• Berlin
  • Erfurt
  • Hamburg
  • Leipzig
  • Magdeburg
  • München
  • Trier

Abriebgruppe

Glasierte Steinzeugfliesen (DIN EN 176) werden hinsichtlich ihrer Beständigkeit gegen Abrieb in Gruppen unterteilt und können damit Anwendungsbereichen zugeornet werden.
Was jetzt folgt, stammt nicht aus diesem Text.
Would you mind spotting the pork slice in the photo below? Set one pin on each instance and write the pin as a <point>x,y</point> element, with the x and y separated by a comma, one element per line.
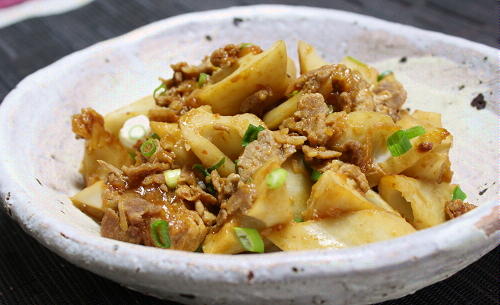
<point>260,151</point>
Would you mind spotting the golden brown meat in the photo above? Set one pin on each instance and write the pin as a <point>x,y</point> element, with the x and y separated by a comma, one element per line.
<point>99,145</point>
<point>456,208</point>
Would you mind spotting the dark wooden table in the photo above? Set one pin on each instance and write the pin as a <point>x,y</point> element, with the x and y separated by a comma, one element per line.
<point>30,274</point>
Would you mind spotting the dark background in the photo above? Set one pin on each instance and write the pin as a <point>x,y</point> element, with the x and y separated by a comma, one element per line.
<point>30,274</point>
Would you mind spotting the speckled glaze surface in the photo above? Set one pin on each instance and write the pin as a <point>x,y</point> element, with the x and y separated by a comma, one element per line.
<point>40,158</point>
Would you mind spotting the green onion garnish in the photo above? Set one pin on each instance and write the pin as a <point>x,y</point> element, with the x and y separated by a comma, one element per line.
<point>383,74</point>
<point>171,177</point>
<point>162,87</point>
<point>251,134</point>
<point>315,174</point>
<point>159,234</point>
<point>414,132</point>
<point>206,171</point>
<point>250,239</point>
<point>245,45</point>
<point>276,178</point>
<point>202,79</point>
<point>399,142</point>
<point>458,194</point>
<point>216,165</point>
<point>148,148</point>
<point>136,132</point>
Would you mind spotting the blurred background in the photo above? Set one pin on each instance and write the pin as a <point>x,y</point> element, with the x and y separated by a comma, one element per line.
<point>35,33</point>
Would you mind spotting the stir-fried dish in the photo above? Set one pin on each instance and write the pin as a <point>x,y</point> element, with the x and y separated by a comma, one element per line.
<point>241,154</point>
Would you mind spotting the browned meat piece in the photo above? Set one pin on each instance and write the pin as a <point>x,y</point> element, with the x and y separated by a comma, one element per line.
<point>207,217</point>
<point>229,54</point>
<point>240,201</point>
<point>157,179</point>
<point>283,137</point>
<point>110,228</point>
<point>138,209</point>
<point>351,171</point>
<point>455,208</point>
<point>260,151</point>
<point>343,88</point>
<point>186,227</point>
<point>311,120</point>
<point>319,153</point>
<point>390,95</point>
<point>193,193</point>
<point>188,71</point>
<point>99,145</point>
<point>225,187</point>
<point>255,102</point>
<point>226,56</point>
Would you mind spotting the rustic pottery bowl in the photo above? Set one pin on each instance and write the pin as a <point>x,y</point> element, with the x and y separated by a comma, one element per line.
<point>39,159</point>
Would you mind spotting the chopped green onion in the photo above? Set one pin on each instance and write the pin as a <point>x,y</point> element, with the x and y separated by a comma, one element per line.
<point>383,74</point>
<point>276,178</point>
<point>216,165</point>
<point>398,143</point>
<point>250,239</point>
<point>202,79</point>
<point>148,148</point>
<point>298,219</point>
<point>315,174</point>
<point>171,177</point>
<point>162,87</point>
<point>251,134</point>
<point>458,194</point>
<point>206,171</point>
<point>245,45</point>
<point>414,132</point>
<point>136,132</point>
<point>159,234</point>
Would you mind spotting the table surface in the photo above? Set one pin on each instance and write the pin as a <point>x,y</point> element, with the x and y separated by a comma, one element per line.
<point>31,274</point>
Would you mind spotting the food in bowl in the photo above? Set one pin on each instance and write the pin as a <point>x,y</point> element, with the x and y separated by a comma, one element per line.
<point>241,154</point>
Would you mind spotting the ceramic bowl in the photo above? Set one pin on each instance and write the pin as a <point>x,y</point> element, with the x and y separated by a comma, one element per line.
<point>40,157</point>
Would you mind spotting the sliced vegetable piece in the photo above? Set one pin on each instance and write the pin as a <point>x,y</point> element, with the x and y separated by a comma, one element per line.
<point>134,129</point>
<point>250,239</point>
<point>251,134</point>
<point>414,132</point>
<point>276,178</point>
<point>149,147</point>
<point>159,234</point>
<point>398,143</point>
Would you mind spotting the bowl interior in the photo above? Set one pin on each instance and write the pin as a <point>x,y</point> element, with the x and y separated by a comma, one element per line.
<point>42,156</point>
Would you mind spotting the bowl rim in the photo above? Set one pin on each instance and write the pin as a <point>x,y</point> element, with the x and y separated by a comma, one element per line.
<point>65,239</point>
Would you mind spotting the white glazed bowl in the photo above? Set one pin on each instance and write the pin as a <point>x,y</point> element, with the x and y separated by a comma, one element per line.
<point>40,158</point>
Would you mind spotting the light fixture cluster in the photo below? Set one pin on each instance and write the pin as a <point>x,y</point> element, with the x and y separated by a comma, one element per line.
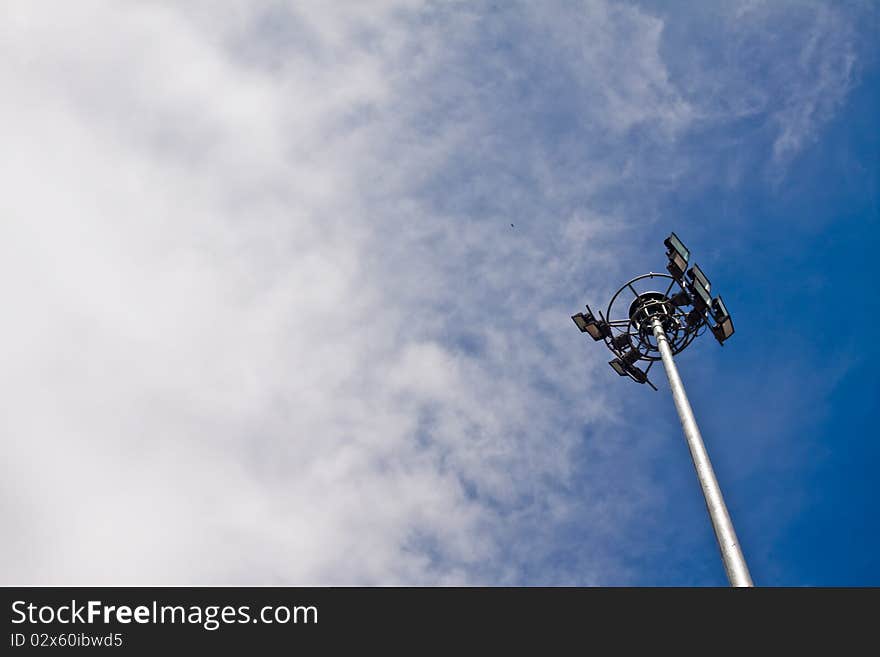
<point>699,288</point>
<point>683,314</point>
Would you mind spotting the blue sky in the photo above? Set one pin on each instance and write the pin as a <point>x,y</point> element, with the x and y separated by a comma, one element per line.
<point>268,316</point>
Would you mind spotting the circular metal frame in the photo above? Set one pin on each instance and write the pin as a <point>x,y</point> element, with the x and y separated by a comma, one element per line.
<point>636,323</point>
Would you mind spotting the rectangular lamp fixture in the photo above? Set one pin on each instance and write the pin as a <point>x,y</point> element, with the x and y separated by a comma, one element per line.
<point>587,323</point>
<point>702,298</point>
<point>696,274</point>
<point>678,255</point>
<point>723,328</point>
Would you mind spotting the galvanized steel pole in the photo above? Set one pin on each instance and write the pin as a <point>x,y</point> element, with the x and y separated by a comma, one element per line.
<point>731,554</point>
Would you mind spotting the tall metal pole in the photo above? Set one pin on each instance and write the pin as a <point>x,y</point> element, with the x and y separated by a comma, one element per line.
<point>731,554</point>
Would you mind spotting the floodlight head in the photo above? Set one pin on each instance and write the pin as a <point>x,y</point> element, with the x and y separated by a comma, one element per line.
<point>723,328</point>
<point>621,342</point>
<point>696,274</point>
<point>587,323</point>
<point>680,299</point>
<point>694,317</point>
<point>702,298</point>
<point>618,366</point>
<point>678,255</point>
<point>638,375</point>
<point>631,357</point>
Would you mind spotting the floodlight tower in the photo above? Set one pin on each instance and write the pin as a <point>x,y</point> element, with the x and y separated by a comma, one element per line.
<point>657,325</point>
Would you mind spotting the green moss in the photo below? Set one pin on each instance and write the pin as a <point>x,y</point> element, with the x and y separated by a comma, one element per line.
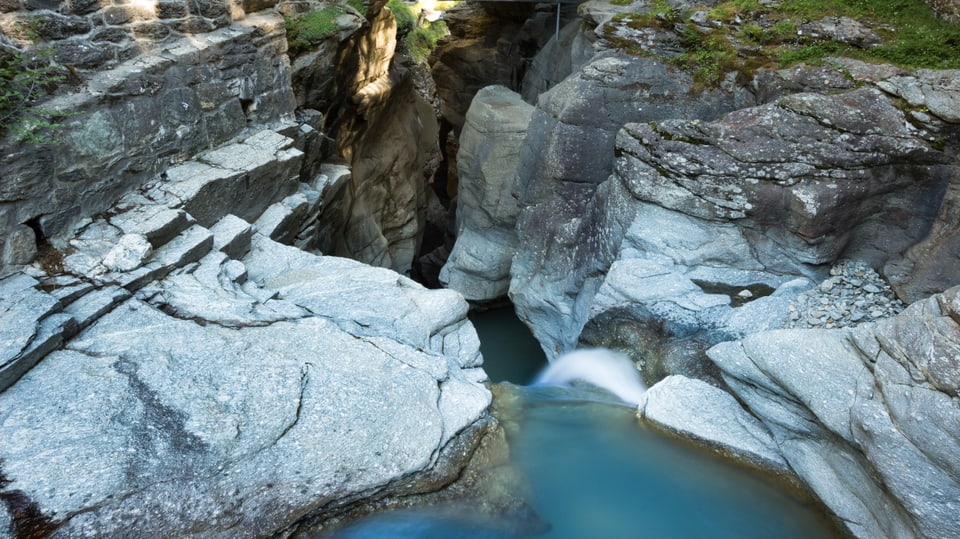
<point>403,15</point>
<point>422,40</point>
<point>307,30</point>
<point>359,5</point>
<point>25,79</point>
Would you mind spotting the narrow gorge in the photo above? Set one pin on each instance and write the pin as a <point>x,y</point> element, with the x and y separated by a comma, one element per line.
<point>245,244</point>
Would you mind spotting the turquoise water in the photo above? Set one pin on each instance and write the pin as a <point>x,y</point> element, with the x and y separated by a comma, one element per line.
<point>593,472</point>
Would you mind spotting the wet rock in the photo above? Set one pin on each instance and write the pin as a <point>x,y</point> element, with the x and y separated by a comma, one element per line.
<point>863,415</point>
<point>701,412</point>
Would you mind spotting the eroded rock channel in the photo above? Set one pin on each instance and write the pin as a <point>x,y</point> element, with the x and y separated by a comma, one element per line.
<point>210,316</point>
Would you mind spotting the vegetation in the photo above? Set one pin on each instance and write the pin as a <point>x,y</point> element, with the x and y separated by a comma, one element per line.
<point>740,35</point>
<point>406,19</point>
<point>423,39</point>
<point>25,79</point>
<point>307,30</point>
<point>359,5</point>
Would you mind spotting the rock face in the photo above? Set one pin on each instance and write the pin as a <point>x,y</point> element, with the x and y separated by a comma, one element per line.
<point>699,411</point>
<point>142,116</point>
<point>698,209</point>
<point>479,266</point>
<point>866,417</point>
<point>568,153</point>
<point>219,383</point>
<point>387,131</point>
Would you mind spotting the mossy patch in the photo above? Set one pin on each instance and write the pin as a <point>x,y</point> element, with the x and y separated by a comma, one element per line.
<point>741,35</point>
<point>307,30</point>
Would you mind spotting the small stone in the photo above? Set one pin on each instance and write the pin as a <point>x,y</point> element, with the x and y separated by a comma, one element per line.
<point>128,254</point>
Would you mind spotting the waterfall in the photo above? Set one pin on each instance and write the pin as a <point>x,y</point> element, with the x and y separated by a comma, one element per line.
<point>601,367</point>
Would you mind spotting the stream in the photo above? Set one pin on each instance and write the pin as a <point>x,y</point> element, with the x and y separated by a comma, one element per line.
<point>594,471</point>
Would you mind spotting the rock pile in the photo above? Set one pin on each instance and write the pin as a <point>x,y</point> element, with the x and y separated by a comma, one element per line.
<point>853,294</point>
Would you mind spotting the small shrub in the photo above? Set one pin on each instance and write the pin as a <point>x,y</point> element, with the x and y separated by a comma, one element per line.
<point>403,15</point>
<point>358,5</point>
<point>25,79</point>
<point>422,40</point>
<point>306,30</point>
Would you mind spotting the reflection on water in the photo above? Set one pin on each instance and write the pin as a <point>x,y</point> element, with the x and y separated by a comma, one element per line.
<point>594,472</point>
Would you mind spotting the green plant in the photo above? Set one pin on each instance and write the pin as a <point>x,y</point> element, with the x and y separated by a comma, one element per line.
<point>358,5</point>
<point>422,40</point>
<point>25,79</point>
<point>403,15</point>
<point>306,30</point>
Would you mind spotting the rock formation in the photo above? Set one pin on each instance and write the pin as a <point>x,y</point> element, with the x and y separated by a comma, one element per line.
<point>190,375</point>
<point>141,116</point>
<point>866,417</point>
<point>479,266</point>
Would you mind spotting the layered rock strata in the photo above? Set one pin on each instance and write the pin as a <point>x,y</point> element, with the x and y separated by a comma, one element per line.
<point>487,209</point>
<point>866,417</point>
<point>138,118</point>
<point>194,376</point>
<point>758,199</point>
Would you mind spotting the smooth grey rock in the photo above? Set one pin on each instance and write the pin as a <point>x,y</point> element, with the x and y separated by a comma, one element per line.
<point>231,235</point>
<point>699,411</point>
<point>281,221</point>
<point>571,226</point>
<point>226,433</point>
<point>219,182</point>
<point>158,223</point>
<point>144,114</point>
<point>128,254</point>
<point>310,282</point>
<point>864,416</point>
<point>487,205</point>
<point>95,304</point>
<point>208,294</point>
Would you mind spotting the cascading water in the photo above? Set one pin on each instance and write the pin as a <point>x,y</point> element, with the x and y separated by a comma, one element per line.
<point>593,471</point>
<point>600,367</point>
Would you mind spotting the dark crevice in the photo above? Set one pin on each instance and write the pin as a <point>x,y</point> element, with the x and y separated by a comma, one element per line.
<point>27,521</point>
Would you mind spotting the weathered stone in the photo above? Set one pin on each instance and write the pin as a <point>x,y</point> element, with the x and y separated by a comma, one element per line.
<point>128,254</point>
<point>281,221</point>
<point>231,235</point>
<point>84,54</point>
<point>172,9</point>
<point>487,208</point>
<point>20,246</point>
<point>52,26</point>
<point>87,309</point>
<point>218,184</point>
<point>699,411</point>
<point>863,416</point>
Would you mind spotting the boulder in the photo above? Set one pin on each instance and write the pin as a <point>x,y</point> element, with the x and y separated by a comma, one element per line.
<point>866,417</point>
<point>479,265</point>
<point>705,414</point>
<point>764,196</point>
<point>568,152</point>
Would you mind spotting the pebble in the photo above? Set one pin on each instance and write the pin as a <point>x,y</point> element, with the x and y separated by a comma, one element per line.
<point>854,293</point>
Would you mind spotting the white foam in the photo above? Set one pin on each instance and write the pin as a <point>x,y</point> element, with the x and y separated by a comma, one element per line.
<point>603,368</point>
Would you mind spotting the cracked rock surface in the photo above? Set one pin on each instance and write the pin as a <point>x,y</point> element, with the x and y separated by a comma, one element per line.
<point>867,417</point>
<point>213,382</point>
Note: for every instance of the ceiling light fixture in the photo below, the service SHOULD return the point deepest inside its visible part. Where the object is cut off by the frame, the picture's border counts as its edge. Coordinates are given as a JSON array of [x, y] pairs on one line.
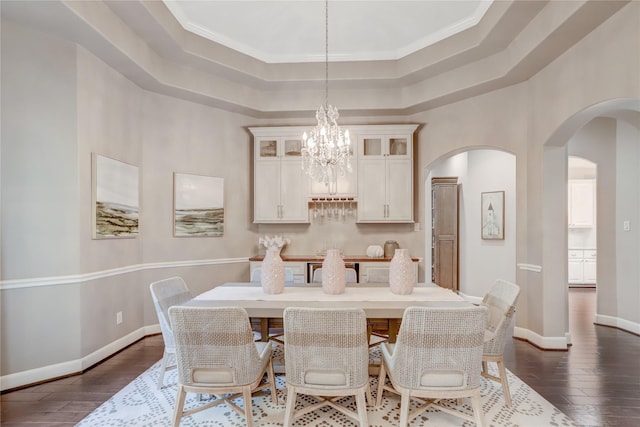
[[326, 151]]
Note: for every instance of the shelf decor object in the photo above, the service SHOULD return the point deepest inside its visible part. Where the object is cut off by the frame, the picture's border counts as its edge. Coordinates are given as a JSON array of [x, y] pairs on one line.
[[401, 273], [326, 150], [272, 274], [333, 274], [493, 215]]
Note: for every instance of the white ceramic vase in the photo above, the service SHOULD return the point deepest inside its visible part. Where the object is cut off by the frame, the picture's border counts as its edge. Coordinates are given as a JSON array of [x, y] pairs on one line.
[[401, 273], [272, 274], [333, 279]]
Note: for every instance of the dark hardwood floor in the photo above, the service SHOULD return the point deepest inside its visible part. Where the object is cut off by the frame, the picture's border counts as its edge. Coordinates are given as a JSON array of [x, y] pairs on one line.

Die Abriebbeständigkeit (Verschleißgruppe) von glasierten Steinzeugfliesen wird vom Hersteller angegeben.

Abriebgruppe I: Sehr leichte Beanspruchung.
Bodenbeläge in Räumen, die bei niedriger Begehungsfrequenz ohne kratzende Verschmutzung mit weich besohltem Schuhwerk begangen werden z.B. Schlaf- und Sanitärräume im privaten Wohnungsbau.
Fliesen der Abriebgruppe I werden von Villroy & Boch nicht hergestellt.

Abriebgruppe II: Leichte Beanspruchung.
Bodenbeläge in Räumen, die bei niedriger Begehungsfrequenz unter geringer kratzender Verschmutzung mit normalem Schuhwerk belastet werden z.B. privater Wohnungsbau, jedoch nicht in Küchen, Eingangsbereichen, bei Außenbelägen und Treppen.

Abriebgruppe III: Mittlere Beanspruchung.
Bodenbeläge in Räumen, die bei mittlerer Begehungsfrequenz unter kratzender Verschmutzung mit normalem Schuhwerk belastet werden z.B. privater Wohnungsbau, jedoch nicht in Küchen, sowie Beläge des Nichtwohnungsbaus mit vergleichbarer Beanspruchung wie beispielsweise Hotelzimmer und Bäder.

Abriebgruppe IV: Stärkere Beanspruchung.
Bodenbeläge in Räumen, die bei stärkerer Begehungsfrequenz mit normalem Schuhwerk in Bezug auf Verschmutzungs- und Belastungsfähigkeit intensiv beansprucht werden z.B. Eingangsbereiche, Terrassen, Küchen, Verkaufs- und Wirtschaftsräume, Büros, Krankenhäuser, Hotels, Schulen und Verwaltungsgebäude.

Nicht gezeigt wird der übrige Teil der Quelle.